Tsit Wing International reported a robust QQ2 2025 (calendar year 2025) performance characterized by strong top-line growth and margin stability. Revenue reached HKD 380.4 million, up 104.7% year over year, with gross profit of HKD 115.9 million and a gross margin of 30.46%. Operating income stood at HKD 29.66 million and EBITDA at HKD 40.08 million, yielding an EBITDA margin of 10.54% and an operating margin of 7.80%. Net income was HKD 24.86 million, translating to a net margin of 6.54% and an EPS of HKD 0.0344, up about 116% YoY. These results reflect a significantly larger base in Q2 2025 versus the prior-year period, with a largely stable cost structure and continued efficiency in selling, general, and administrative expenses.
The balance sheet remains solid, highlighted by a current ratio of 2.99 and a quick ratio of 1.74, underscoring ample short-term liquidity against modest leverage (debt ratio ~3.92%, debt to equity ~5.29%).
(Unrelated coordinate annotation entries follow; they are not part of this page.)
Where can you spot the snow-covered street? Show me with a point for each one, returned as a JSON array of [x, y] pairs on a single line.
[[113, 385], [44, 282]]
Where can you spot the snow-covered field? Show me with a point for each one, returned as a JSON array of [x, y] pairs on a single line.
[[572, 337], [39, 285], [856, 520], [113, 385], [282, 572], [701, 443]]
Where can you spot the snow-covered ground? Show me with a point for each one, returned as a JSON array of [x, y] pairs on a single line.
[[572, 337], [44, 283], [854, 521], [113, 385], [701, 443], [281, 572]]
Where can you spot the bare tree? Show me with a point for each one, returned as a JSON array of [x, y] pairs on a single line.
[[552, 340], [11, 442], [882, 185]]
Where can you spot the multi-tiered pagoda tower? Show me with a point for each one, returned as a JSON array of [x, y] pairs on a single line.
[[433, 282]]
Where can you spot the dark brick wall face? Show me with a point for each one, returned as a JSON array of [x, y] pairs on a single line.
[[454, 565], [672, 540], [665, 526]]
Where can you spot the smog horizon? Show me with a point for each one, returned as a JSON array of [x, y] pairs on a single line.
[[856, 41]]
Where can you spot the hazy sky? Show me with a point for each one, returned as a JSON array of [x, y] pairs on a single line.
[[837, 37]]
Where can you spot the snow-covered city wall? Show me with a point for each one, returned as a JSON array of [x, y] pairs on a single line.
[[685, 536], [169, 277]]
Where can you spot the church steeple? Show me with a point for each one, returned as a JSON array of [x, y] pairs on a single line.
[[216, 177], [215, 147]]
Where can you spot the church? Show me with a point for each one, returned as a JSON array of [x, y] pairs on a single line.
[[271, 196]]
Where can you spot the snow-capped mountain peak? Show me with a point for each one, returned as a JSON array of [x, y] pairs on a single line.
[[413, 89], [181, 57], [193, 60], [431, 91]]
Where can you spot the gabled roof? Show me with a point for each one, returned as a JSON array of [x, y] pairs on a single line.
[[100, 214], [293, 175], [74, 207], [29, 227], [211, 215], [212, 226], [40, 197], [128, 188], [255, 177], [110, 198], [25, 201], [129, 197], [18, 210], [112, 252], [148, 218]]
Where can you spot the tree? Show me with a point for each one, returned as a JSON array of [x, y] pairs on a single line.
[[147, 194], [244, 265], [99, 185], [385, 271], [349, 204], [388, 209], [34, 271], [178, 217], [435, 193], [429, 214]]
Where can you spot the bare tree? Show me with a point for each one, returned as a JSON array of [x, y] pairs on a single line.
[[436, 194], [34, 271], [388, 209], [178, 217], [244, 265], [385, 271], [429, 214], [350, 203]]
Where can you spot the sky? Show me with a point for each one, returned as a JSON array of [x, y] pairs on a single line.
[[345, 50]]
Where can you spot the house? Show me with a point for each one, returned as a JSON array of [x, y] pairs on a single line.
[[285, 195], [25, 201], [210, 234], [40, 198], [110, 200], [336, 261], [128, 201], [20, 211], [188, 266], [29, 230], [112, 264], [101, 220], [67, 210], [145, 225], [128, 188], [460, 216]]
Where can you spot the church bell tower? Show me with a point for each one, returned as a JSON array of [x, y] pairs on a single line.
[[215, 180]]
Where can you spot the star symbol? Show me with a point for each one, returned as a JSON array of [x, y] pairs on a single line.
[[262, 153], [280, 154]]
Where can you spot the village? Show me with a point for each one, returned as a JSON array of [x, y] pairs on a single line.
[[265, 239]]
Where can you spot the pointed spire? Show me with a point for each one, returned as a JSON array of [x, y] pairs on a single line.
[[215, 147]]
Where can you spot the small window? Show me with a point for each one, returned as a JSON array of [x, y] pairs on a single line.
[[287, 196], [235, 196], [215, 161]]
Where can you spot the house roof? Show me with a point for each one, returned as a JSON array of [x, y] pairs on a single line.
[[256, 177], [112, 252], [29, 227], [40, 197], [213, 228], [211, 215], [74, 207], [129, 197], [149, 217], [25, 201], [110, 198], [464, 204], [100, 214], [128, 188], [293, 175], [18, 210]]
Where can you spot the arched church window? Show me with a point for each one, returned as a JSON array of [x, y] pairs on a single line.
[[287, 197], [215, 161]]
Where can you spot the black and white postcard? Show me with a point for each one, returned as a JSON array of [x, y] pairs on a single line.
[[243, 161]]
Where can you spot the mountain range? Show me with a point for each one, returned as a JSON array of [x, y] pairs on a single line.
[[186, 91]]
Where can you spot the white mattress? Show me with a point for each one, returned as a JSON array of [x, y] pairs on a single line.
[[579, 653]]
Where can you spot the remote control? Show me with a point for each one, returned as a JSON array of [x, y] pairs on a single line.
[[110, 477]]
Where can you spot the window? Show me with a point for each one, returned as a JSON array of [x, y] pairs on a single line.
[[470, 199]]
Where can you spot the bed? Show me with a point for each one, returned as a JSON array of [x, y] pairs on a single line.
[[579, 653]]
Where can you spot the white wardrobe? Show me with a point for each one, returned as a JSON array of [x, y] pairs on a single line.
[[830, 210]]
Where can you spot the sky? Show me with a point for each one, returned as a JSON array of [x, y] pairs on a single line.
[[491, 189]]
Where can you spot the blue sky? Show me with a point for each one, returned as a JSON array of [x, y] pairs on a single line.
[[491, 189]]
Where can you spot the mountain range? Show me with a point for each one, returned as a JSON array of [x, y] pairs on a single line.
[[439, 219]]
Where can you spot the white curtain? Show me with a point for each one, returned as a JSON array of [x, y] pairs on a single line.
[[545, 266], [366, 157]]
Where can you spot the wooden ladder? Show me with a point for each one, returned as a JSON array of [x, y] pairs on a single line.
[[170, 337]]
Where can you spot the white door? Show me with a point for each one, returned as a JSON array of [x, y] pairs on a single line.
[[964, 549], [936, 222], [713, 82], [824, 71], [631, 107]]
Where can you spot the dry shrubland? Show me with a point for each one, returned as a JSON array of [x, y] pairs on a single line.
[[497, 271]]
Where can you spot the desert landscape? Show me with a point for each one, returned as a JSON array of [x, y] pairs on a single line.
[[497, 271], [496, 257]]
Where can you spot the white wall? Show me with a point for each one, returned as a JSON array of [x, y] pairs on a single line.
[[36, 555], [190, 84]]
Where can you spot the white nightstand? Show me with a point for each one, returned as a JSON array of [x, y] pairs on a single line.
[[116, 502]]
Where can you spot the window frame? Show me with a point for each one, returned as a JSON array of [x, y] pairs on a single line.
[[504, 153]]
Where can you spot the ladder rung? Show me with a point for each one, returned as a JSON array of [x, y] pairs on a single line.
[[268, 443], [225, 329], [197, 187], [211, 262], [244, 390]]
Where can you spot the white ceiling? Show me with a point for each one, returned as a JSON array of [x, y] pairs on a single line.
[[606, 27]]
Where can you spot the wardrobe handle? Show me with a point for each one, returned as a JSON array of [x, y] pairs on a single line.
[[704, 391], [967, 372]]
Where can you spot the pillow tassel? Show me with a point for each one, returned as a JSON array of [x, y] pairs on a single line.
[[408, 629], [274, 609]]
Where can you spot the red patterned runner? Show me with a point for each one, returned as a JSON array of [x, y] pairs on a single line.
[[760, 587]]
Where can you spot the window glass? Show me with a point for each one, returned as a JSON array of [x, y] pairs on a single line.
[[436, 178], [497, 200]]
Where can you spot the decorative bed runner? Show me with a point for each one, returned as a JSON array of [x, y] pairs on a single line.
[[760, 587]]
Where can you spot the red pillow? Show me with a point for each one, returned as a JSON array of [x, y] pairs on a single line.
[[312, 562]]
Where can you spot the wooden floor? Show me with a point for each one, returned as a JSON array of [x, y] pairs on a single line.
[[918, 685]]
Cash flow indicators show positive operating cash flow per share (HKD 0.0126) but negative free cash flow per share (HKD -0.00494) due to capital expenditure running ahead of depreciation, suggesting continued investment in capacity or capability upgrades. The company also offers a dividend yield of approximately 3.79% with a payout ratio around 62.6%, providing visible income support to shareholders while balancing capex needs.
Compared with peers in the Beverages Non-Alcoholic/Consumer Defensive space, Tsit Wing trades at a modest multiple (P/E ~4.1, P/S ~1.1, P/B ~0.79) with a relatively stable margin profile, though some peers exhibit higher gross margins and differing capital expenditure dynamics. The combination of strong YoY growth, stable margins, and prudent leverage supports a cautiously constructive investment stance, contingent on continued revenue mix evolution, cost discipline, and favorable commodity/currency dynamics.